It is nice to see the series actually tie this narrative thread up, as it is already demonstrating a pretty irritating penchant for introducing and then abandoning characters. Two more people joined the community in the previous episode: new mother Laura and her friend Norman. Norman has straight-up vanished without a trace. Laura is mentioned twice, along with her baby, but we never actually see her.
Myra Frances does an excellent job as Anne, particularly since Ronder's script gives her the opportunity to show a little depth and humanity. Her earlier appearance had simply presented her as a spoiled, rich socialite, whereas now she seems significantly more brittle and human. There is an engaging arc to her character as the episode goes on, from arrogant presumption to genuine terror of meeting Vic face-to-face to a sort of emotional resolution by the episode's end.
For Vic himself it's a bit of a struggle. We don't see him face-to-face or even hear his voice until he's already attempted suicide. When he is revealed immediately afterwards he has a bloody graze across his cheek and is played by an entirely different actor: Terry Scully being replaced by Hugh Walters. Walters does a very good job with the role, and to be honest it does feel very acceptable to have him in the role by the end. On the other hand it does feel like the attempted suicide was a foolhardy attempt to explain why the character suddenly looked different. Suicide is a huge bomb to drop on any narrative drama, and if it is not expressed and explored properly it very easily feels cheap and lazy. That is certainly how it feels here.

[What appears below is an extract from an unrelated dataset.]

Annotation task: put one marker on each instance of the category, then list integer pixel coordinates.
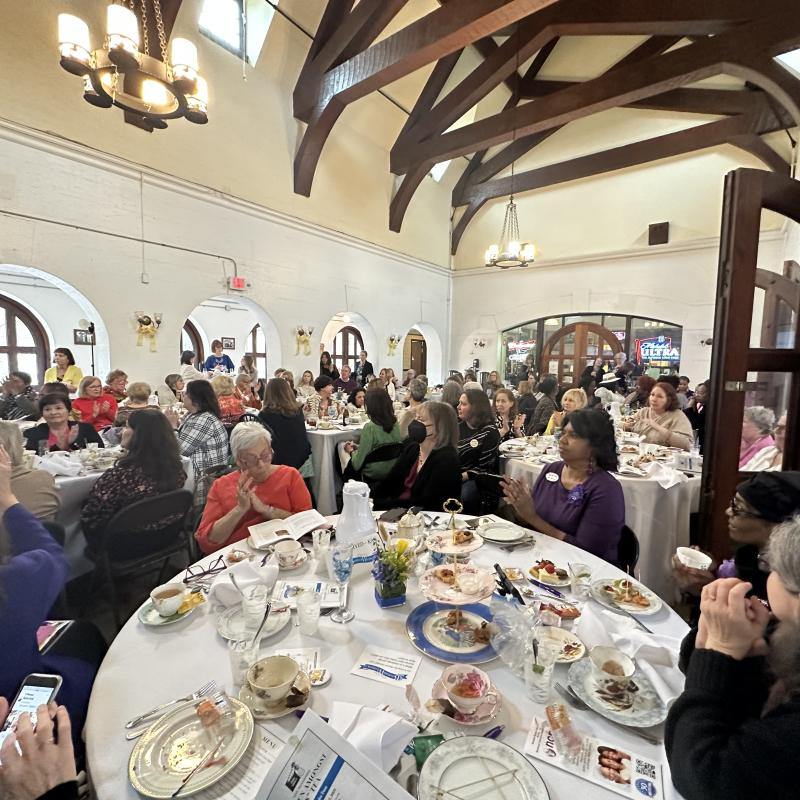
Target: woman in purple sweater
(575, 499)
(33, 571)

There is some strong writing in this episode, notably a few scenes in which Vic - tasked with education the community's two young children - tells an abstract children's story of what happened to him and Anne. By abstracting the story and telling it to a pair of children it takes on a much more haunting, emotional quality.
This is the eighth good episode out of 11. While imperfect, Survivors really is demonstrating a knack for a dark, slightly cynical vision of a gentle apocalypse. It remains a very British take on the end of the world, and generally remains very enjoyable. The quality ratio rises to 73 per cent.